STUTTGART, Germany: Chancellor Friedrich Merz vowed on Friday not to let the far-right Alternative for Germany (AfD) party “ruin” Germany and told his fellow conservatives to prepare for a raw new climate of great-power competition.
Merz’s message to the Christian Democrat (CDU) party’s conference in Stuttgart reiterated points he made at last weekend’s Munich Security Conference, saying the “rules based order we knew no longer exists.” He also made calls for economic reform, and a rejection of antisemitism and the AfD, which is aiming to win its first state election this year.
“We will not allow these people from the so-called Alternative for Germany to ruin our country,” he told party delegates, who ⁠welcomed former chancellor ⁠Angela Merkel with a storm of applause on her first visit to the conference since stepping down in 2021.
Merz, trailing badly in the polls ahead of a string of state elections this year, said he accepted criticism that the reforms he announced during last year’s election campaign had been slower than initially communicated.
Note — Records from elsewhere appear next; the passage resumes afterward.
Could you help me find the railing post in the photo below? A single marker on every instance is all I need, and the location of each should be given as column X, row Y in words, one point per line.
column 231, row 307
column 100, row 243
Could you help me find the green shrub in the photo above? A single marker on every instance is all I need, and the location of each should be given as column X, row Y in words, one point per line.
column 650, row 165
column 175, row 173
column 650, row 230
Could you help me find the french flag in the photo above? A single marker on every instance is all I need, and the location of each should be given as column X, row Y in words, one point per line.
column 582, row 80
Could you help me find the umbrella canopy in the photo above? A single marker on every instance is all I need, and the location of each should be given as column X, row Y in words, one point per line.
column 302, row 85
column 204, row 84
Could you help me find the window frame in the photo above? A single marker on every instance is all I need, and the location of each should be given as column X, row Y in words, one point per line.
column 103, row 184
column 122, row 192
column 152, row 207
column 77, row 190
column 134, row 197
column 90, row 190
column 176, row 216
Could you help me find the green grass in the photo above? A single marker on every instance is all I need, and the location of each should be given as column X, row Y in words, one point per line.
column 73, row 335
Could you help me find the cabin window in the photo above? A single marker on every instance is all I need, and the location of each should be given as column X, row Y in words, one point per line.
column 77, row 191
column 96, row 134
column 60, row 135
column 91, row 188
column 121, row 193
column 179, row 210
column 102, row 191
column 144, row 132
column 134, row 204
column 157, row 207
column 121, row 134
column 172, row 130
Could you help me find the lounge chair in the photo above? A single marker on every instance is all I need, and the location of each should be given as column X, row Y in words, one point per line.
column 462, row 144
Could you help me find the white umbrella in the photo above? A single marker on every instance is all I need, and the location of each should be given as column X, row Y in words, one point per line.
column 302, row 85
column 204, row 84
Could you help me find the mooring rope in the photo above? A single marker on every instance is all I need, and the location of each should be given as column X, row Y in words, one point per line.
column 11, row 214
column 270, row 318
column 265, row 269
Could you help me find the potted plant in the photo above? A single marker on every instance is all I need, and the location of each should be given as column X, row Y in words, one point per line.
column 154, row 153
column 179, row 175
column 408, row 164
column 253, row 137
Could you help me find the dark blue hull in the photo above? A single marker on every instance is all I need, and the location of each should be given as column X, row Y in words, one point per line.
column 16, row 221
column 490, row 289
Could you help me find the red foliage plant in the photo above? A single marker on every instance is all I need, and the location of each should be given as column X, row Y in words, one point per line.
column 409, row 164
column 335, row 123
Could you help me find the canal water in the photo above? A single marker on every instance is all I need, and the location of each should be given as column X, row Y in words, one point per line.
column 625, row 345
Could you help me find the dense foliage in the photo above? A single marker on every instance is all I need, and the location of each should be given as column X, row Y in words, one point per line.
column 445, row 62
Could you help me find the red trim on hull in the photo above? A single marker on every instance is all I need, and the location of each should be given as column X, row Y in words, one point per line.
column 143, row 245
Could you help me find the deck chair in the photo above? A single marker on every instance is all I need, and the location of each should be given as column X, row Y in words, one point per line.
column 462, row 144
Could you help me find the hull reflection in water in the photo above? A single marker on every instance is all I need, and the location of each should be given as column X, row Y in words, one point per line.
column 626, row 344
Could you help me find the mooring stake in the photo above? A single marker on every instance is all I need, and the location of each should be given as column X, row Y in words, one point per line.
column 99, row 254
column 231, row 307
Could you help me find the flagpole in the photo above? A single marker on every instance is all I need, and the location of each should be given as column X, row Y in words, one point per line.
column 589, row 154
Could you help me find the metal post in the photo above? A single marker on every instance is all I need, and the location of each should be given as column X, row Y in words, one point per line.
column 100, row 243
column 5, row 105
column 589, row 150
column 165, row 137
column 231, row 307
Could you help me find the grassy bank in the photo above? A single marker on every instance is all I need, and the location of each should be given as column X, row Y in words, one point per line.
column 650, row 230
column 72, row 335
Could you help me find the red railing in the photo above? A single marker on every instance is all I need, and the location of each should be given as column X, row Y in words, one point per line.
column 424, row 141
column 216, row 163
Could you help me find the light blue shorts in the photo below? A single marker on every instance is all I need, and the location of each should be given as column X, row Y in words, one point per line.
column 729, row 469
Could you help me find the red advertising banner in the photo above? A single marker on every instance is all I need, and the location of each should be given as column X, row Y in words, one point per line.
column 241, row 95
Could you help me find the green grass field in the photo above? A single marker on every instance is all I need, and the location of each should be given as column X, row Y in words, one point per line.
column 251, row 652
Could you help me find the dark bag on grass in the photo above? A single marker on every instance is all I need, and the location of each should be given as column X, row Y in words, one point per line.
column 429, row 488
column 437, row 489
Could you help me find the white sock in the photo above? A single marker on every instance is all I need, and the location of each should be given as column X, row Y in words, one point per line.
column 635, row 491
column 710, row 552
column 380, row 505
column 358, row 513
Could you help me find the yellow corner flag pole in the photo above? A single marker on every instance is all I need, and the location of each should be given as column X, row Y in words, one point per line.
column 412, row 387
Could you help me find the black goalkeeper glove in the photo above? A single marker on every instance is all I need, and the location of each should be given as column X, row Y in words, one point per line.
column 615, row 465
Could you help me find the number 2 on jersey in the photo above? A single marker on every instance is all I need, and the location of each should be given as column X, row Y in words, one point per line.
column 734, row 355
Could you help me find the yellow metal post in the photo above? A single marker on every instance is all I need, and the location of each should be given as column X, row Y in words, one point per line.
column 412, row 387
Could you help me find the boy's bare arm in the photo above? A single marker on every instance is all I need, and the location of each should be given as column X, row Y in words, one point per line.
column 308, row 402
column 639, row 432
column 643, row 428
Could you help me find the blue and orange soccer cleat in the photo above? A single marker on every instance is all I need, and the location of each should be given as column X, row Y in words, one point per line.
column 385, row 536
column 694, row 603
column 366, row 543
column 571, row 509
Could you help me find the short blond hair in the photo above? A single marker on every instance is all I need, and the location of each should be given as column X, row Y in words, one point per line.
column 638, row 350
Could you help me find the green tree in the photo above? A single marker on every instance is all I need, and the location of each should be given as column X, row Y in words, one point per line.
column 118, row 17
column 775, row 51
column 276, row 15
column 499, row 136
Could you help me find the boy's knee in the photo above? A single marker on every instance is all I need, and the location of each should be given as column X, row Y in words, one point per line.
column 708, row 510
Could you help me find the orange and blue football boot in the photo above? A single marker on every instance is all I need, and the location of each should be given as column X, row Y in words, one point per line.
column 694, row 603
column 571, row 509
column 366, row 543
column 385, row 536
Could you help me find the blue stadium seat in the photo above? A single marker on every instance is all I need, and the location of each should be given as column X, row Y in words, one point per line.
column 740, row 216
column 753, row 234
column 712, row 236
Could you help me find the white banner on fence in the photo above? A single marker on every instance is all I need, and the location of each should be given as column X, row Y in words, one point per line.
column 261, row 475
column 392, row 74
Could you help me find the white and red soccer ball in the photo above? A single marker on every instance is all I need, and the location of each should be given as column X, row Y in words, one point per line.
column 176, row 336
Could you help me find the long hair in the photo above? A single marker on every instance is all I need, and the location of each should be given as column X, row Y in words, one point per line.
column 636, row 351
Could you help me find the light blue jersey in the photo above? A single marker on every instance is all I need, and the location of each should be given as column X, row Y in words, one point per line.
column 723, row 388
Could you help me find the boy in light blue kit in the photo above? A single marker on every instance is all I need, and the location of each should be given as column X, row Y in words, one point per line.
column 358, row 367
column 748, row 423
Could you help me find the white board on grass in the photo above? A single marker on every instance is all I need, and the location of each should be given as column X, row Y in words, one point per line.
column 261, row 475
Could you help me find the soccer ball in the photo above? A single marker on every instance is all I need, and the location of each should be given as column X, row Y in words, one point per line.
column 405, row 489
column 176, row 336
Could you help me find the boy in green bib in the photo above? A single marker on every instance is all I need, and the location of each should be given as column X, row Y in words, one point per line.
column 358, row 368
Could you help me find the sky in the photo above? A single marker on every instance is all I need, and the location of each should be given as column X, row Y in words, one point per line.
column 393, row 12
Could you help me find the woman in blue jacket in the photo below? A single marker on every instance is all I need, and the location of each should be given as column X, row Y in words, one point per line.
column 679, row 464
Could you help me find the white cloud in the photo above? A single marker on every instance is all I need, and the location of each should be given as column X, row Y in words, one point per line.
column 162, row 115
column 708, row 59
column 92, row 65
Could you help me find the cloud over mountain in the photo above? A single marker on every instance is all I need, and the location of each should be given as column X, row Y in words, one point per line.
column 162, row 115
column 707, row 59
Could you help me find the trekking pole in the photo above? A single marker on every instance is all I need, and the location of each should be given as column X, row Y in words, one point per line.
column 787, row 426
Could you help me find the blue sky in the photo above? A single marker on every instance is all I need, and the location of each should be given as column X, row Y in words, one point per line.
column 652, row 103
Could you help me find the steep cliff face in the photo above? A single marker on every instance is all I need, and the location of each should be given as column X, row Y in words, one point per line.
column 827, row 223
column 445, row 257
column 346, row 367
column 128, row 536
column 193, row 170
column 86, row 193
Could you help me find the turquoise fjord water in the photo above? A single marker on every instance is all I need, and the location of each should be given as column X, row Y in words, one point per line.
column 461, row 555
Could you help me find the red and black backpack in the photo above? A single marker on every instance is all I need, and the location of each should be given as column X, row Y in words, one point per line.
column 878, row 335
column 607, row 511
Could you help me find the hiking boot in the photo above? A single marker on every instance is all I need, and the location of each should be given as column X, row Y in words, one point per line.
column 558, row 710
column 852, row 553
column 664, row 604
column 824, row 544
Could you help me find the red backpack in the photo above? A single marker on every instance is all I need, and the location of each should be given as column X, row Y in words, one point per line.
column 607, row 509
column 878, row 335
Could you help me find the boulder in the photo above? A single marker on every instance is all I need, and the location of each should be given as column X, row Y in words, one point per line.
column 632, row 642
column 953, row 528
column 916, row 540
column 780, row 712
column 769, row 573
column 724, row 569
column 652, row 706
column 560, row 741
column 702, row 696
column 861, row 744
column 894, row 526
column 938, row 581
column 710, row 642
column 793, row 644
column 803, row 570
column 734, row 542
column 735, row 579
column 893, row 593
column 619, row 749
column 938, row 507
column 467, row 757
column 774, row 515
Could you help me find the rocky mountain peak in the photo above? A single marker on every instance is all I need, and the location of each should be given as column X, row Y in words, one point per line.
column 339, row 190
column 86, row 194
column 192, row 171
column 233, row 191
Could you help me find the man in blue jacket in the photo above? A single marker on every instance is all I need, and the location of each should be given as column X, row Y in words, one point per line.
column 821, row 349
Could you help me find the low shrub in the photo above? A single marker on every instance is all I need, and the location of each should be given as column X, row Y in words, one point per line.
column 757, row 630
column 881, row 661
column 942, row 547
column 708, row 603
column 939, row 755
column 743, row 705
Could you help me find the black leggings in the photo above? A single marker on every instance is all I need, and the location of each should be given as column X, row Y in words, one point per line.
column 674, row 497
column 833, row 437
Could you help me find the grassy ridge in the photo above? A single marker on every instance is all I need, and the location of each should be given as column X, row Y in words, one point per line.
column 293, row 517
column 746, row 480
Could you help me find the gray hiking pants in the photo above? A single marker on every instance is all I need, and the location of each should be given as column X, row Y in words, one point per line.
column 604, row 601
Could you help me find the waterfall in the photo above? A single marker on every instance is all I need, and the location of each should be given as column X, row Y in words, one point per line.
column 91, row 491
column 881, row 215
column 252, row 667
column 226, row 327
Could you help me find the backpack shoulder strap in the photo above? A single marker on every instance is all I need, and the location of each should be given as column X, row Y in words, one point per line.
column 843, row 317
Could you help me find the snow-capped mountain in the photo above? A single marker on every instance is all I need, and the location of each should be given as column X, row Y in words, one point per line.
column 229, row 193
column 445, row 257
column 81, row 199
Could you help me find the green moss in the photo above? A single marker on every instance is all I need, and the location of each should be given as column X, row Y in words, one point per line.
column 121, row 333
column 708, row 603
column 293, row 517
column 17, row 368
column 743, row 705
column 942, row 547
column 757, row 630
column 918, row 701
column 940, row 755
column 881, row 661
“I will freely admit that perhaps, after the change of government, ⁠we did not make it clear quickly enough that we would not be able to achieve this enormous reform effort overnight,” he said.
He avoided critising his coalition partners in the center-left Social Democrats and promised to push ahead with efforts to cut bureaucracy, bring down energy costs and foster investment, saying that economic prosperity was vital to Germany’s security.
He also pledged further reforms of the welfare state and said new proposals for a reform of the pension system would be presented, following a revolt by younger members of his own party in a bruising parliamentary battle last year.
Merz’s speech was ⁠greeted with ⁠around 10 minutes of applause as delegates put on a show of unity and he was re-elected as party chairman with 91 percent of the vote, avoiding any potentially embarrassing display of internal dissatisfaction.
Among other business, the party conference is due to discuss a motion to block access to social media platforms for children under the age of 16. However any legislation would take time because under the German system, state governments have the main responsibility for regulating media.
The elections begin next month with the western states of Baden-Wuerttemberg and Rhineland-Palatinate before a further round later in the year, one of them in the eastern state of Saxony-Anhalt, where the AfD hopes to win its first state ballot.